On Mac paths are some weird NFKD-ish thing, so equality comparisons are complicated.

As a rule, if you think that filesystem paths as easy then you're probably ignoring all the edge cases. In application where you don't deal with arbitary user files that's fine. In a programming language that's a huge design error.

int_19h · on Jan 14, 2020

This all - including complicated equality comparisons - is why paths should have their own dedicated type, and not just be raw strings. Thankfully, Python has had pathlib for a while now.

WorldMaker · on Jan 14, 2020

Paths are Unicode strings on Windows. Yes, POSIX adds a lot more spice to the mix, but if the intent is a cross-platform tool, then Unicode is a reasonable lowest-common-denominator assumption for filenames in 2020.

Conan_Kudo · on Jan 14, 2020

Paths are Unicode strings everywhere but Unix/Linux. And I would even argue that this is a broken aspect of POSIX today. We should make Unicode the baseline for paths in POSIX-compliant systems, but there's probably too much hand-wringing for that to ever happen.

ygra · on Jan 14, 2020

Paths are sequences of 16-bit values on Windows, not necessarily valid UTF-16. It's basically the same as in POSIX, just one byte wider per character.

markbnj · on Jan 13, 2020

> if all strings in Mercurial are byte strings, then what is there to think about? just use b'' throughout, no need to worry about anything else.
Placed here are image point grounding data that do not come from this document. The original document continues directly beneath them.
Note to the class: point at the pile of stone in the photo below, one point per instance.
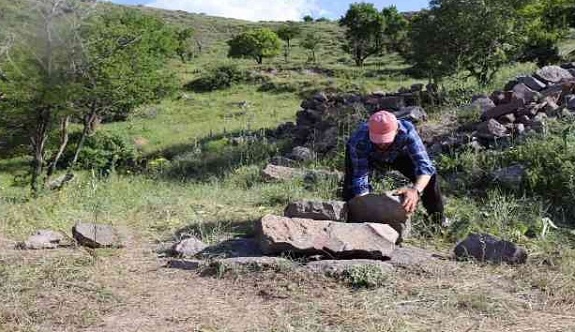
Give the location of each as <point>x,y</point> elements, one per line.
<point>526,103</point>
<point>84,234</point>
<point>325,116</point>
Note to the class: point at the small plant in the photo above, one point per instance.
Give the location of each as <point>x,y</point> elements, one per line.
<point>364,276</point>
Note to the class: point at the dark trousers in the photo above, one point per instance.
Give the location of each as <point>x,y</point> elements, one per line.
<point>431,196</point>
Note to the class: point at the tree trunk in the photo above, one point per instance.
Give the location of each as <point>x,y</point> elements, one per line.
<point>38,142</point>
<point>88,119</point>
<point>63,144</point>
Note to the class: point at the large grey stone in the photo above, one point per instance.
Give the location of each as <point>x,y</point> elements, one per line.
<point>337,268</point>
<point>275,172</point>
<point>553,74</point>
<point>511,177</point>
<point>533,83</point>
<point>523,92</point>
<point>188,247</point>
<point>414,114</point>
<point>483,103</point>
<point>42,239</point>
<point>385,209</point>
<point>96,235</point>
<point>301,153</point>
<point>317,237</point>
<point>487,248</point>
<point>502,109</point>
<point>318,210</point>
<point>491,129</point>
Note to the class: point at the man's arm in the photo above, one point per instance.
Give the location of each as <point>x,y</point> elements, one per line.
<point>359,169</point>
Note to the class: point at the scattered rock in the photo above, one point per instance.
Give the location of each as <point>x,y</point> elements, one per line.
<point>43,239</point>
<point>332,210</point>
<point>414,114</point>
<point>491,129</point>
<point>338,268</point>
<point>553,74</point>
<point>385,209</point>
<point>283,161</point>
<point>188,247</point>
<point>316,237</point>
<point>533,83</point>
<point>274,172</point>
<point>511,177</point>
<point>487,248</point>
<point>96,235</point>
<point>301,153</point>
<point>502,109</point>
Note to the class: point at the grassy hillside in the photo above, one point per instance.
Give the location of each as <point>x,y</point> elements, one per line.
<point>198,181</point>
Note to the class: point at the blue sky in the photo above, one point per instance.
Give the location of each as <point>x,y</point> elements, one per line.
<point>272,10</point>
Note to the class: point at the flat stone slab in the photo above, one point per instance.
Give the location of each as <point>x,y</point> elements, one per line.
<point>329,210</point>
<point>487,248</point>
<point>96,235</point>
<point>339,267</point>
<point>308,237</point>
<point>42,239</point>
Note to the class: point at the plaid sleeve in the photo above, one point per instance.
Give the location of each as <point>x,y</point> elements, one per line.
<point>418,153</point>
<point>358,152</point>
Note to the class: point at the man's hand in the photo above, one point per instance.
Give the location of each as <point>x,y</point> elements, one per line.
<point>410,198</point>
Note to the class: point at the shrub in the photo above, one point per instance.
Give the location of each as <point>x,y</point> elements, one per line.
<point>104,152</point>
<point>218,78</point>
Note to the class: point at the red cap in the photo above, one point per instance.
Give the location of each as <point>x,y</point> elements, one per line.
<point>382,127</point>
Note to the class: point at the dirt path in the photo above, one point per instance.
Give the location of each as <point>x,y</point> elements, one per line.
<point>130,290</point>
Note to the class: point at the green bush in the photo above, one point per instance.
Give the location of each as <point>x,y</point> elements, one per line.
<point>104,152</point>
<point>218,78</point>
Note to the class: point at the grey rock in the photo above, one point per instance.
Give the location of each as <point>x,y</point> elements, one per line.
<point>553,74</point>
<point>240,247</point>
<point>301,153</point>
<point>511,176</point>
<point>502,109</point>
<point>318,237</point>
<point>275,173</point>
<point>283,161</point>
<point>533,83</point>
<point>338,268</point>
<point>43,239</point>
<point>96,235</point>
<point>483,103</point>
<point>188,247</point>
<point>414,114</point>
<point>330,210</point>
<point>487,248</point>
<point>524,93</point>
<point>384,209</point>
<point>491,129</point>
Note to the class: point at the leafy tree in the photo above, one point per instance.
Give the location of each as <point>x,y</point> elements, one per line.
<point>311,42</point>
<point>395,28</point>
<point>69,62</point>
<point>287,33</point>
<point>308,18</point>
<point>256,44</point>
<point>478,36</point>
<point>184,48</point>
<point>365,27</point>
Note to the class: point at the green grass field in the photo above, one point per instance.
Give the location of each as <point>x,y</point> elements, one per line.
<point>200,183</point>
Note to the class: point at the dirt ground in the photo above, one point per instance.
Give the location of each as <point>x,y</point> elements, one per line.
<point>129,289</point>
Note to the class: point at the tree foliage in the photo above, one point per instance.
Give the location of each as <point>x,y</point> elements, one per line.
<point>478,36</point>
<point>288,32</point>
<point>311,42</point>
<point>365,28</point>
<point>255,44</point>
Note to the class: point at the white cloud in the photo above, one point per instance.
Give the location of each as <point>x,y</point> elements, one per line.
<point>252,10</point>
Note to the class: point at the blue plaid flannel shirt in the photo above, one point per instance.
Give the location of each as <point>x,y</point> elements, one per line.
<point>407,141</point>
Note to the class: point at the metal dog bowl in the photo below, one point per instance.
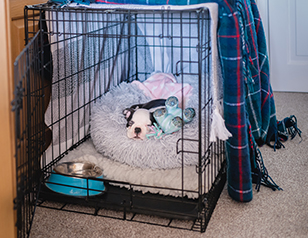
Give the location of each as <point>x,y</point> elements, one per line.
<point>76,179</point>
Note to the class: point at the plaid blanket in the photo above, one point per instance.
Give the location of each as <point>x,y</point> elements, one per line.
<point>249,108</point>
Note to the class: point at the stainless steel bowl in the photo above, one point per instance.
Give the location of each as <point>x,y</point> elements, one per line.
<point>76,179</point>
<point>79,169</point>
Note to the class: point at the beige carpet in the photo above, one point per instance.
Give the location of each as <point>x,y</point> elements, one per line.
<point>270,214</point>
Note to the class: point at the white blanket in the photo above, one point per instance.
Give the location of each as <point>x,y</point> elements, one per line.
<point>169,181</point>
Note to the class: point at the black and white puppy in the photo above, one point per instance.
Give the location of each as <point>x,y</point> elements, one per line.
<point>140,116</point>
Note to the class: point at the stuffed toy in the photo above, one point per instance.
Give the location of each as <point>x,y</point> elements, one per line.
<point>169,119</point>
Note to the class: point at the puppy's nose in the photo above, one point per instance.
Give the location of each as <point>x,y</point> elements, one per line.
<point>137,130</point>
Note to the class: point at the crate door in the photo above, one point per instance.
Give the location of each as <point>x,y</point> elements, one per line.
<point>30,131</point>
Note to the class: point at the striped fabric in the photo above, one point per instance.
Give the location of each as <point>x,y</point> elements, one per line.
<point>249,108</point>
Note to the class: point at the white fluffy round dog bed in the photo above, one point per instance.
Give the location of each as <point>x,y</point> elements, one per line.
<point>108,132</point>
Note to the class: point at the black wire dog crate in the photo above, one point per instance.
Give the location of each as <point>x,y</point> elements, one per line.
<point>75,57</point>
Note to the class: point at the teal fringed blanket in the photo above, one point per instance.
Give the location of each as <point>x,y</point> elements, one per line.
<point>249,108</point>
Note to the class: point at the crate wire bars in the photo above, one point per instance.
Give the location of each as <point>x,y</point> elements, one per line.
<point>113,46</point>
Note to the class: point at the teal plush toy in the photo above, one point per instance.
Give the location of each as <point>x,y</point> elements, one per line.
<point>170,119</point>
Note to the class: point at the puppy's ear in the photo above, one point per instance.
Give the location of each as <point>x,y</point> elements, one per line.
<point>128,113</point>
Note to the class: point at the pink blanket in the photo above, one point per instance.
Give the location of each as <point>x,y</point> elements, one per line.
<point>163,85</point>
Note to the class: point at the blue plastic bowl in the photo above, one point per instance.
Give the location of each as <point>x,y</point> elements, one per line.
<point>76,179</point>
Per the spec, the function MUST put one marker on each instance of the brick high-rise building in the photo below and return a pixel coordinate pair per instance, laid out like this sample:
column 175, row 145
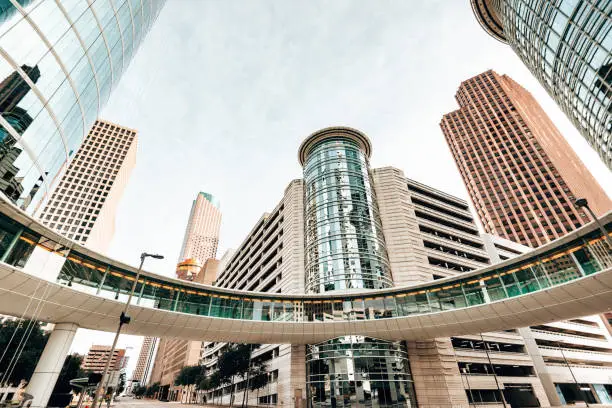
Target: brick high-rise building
column 521, row 174
column 96, row 357
column 202, row 232
column 82, row 206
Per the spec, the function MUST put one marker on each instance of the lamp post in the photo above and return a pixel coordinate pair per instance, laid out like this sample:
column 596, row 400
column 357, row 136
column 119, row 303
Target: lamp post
column 583, row 203
column 578, row 387
column 123, row 319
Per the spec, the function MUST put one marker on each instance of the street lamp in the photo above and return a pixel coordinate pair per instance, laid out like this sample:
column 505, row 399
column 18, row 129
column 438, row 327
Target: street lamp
column 583, row 203
column 578, row 387
column 123, row 319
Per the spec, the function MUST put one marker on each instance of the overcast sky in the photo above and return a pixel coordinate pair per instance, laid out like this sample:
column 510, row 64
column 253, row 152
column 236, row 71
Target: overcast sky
column 223, row 92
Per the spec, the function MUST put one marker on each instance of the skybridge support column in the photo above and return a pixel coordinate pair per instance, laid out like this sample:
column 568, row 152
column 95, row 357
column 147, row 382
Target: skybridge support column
column 50, row 364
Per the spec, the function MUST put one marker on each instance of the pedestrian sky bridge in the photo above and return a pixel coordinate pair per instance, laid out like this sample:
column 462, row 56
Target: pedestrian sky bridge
column 44, row 276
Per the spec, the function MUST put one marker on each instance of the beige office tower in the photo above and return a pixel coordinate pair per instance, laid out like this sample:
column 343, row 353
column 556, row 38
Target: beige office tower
column 145, row 361
column 273, row 252
column 522, row 175
column 202, row 232
column 83, row 205
column 432, row 235
column 96, row 358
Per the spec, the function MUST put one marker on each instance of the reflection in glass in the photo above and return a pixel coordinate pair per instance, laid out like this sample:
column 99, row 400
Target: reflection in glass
column 12, row 91
column 74, row 52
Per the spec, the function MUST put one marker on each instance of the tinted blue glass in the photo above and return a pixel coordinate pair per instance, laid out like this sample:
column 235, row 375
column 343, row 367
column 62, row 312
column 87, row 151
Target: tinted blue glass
column 60, row 67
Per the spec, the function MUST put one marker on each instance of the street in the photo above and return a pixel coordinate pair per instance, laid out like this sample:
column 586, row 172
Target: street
column 141, row 403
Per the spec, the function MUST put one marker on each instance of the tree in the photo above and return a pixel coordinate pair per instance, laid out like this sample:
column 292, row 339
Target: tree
column 188, row 377
column 234, row 361
column 20, row 357
column 153, row 389
column 259, row 378
column 211, row 382
column 139, row 391
column 70, row 370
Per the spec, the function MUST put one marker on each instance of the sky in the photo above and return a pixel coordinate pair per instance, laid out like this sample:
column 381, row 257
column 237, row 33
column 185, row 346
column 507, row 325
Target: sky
column 223, row 92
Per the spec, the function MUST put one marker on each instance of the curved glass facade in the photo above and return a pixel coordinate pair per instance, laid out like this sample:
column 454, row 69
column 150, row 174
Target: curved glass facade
column 567, row 44
column 59, row 60
column 345, row 246
column 364, row 372
column 345, row 250
column 551, row 265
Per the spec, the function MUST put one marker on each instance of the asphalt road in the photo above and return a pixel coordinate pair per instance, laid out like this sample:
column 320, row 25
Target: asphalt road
column 142, row 403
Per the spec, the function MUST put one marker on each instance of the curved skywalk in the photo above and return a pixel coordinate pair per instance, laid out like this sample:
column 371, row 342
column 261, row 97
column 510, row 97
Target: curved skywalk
column 47, row 277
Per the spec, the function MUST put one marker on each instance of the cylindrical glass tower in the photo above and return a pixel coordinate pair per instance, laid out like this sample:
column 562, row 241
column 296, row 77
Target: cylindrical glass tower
column 59, row 60
column 567, row 45
column 345, row 250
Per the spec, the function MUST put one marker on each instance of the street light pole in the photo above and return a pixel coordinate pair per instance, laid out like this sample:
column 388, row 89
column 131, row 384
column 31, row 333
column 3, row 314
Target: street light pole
column 123, row 319
column 583, row 203
column 579, row 388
The author explains later in the article that many system level python 3 apis that are important to a vcs require unicode and won't accept bytes. So apparently it wasn't as easy as just sticking 'b' in front of every literal.

int_19h · on Jan 13, 2020

Right. But that's a very different issue, and it's not at all about string literals as such.

Furthermore, the way they solve it - by using their own wrapper helpers that allow bytes - means that the end result should be b'' throughout, no?

phkahler · on Jan 13, 2020

>> So the real complaint is that Python switched the defaults in a way that made bytes-centric code more complicated

The author made it clear. The issue wasn't just that the default changed. It was that 3.0 took away the ability to always make your choice explicit.

Changing the default would have no effect on code that was always explicit. Going over the code and making all implicit strings explicit would allow them to know when they had full coverage, and also make the code work with both 2 and 3.

With 3, any implicit had to get b added, while any string with u had to be made implicit (drop the u). You couldn't tell by looking at code if it was converted or not. At least that's how I read it.

int_19h · on Jan 13, 2020

The lack of u'' in early versions of Python 3 is a valid complaint, but it's a separate one.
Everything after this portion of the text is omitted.